Três copos disciplinadamente colocados um ao lado do outro.
Um limão meio mordido e sal que queimava ainda os lábios partidos. Levantou o
dedo. Outra dose. O barman riu e ela
sorriu de volta, meio de lado, tímida, o efeito da bebida ainda não tinha
chegado aos lábios, o cérebro parecia anuviar-se enquanto o coração estava a
ponto de ser partir. Outra dose sim. E mais outra, era tudo que precisava. E a
coleção de copos aumentava na sua frente.
A perna escorregava do banco alto, deixando entrever um pouco das coxas
brancas. Mais uma, mais uma. E o coração bateu forte e o riso veio solto, e o
cabelo se jogou sem sentir. E olhos se encontraram sem se ver. A máscara caía
ou era colocada, ali ninguém nunca iria saber.
O moço chegou próximo, sorriso aberto, o dela também surgiu fácil,
mostrando a falha no dente que odiava. Batom firme ainda na boca. Ele lhe
falava qualquer coisa na orelha que ela interpretava como versos de dos Anjos.
A mão na cintura, a mão na perna, acariciando o tecido do vestido e tudo ela deixava,
deixava, deixava. Na sua frente um
poeta, enquanto as luzes piscavam incessantes. Seria bonito? Qual a cor dos
olhos? Onde estava o sorriso? Então piscavam, a música mudava e era lindo,
pintura saída da renascença, era um príncipe, um anjo ou um demônio? E ela ria
alto, falava alto, e durante dois segundos se sentiu sozinha e então segurou a
vontade de chorar alto apoiando-se em ombros desconhecidos. Como se chamava?

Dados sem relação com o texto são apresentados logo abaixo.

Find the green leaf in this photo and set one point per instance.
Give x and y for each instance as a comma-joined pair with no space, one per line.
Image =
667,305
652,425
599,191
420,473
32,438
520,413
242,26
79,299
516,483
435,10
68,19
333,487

Era Rogério? Marcos? Marcelo, certeza que era Marcelo. Então sorria,sorria,
sorria, enquanto tudo piscava e mudava, enquanto fugia do foco e da própria
alma. Dançava e sorria e sorria. Tudo por fora, o vômito consequente do medo já
queimando na garganta e sorria, sorria. Não era a hora, era quem ali se não
ela? Era outra. Sem medo. Sem amargo.
Sem dor. Só ria e ria e ria enquanto murchava na boca o riso forçado, enquanto
quem era ele mesmo pergunta se ela estava bem. Claro que estava. Olho o
sorriso, não olhe nos olhos, sorria. E pediu mais uma dose, e outra, e outra.
Empilhando os copos, quebrando copos,
machucando um pouco mais de si. Então sorriu. Sorria. E sorria e sorria.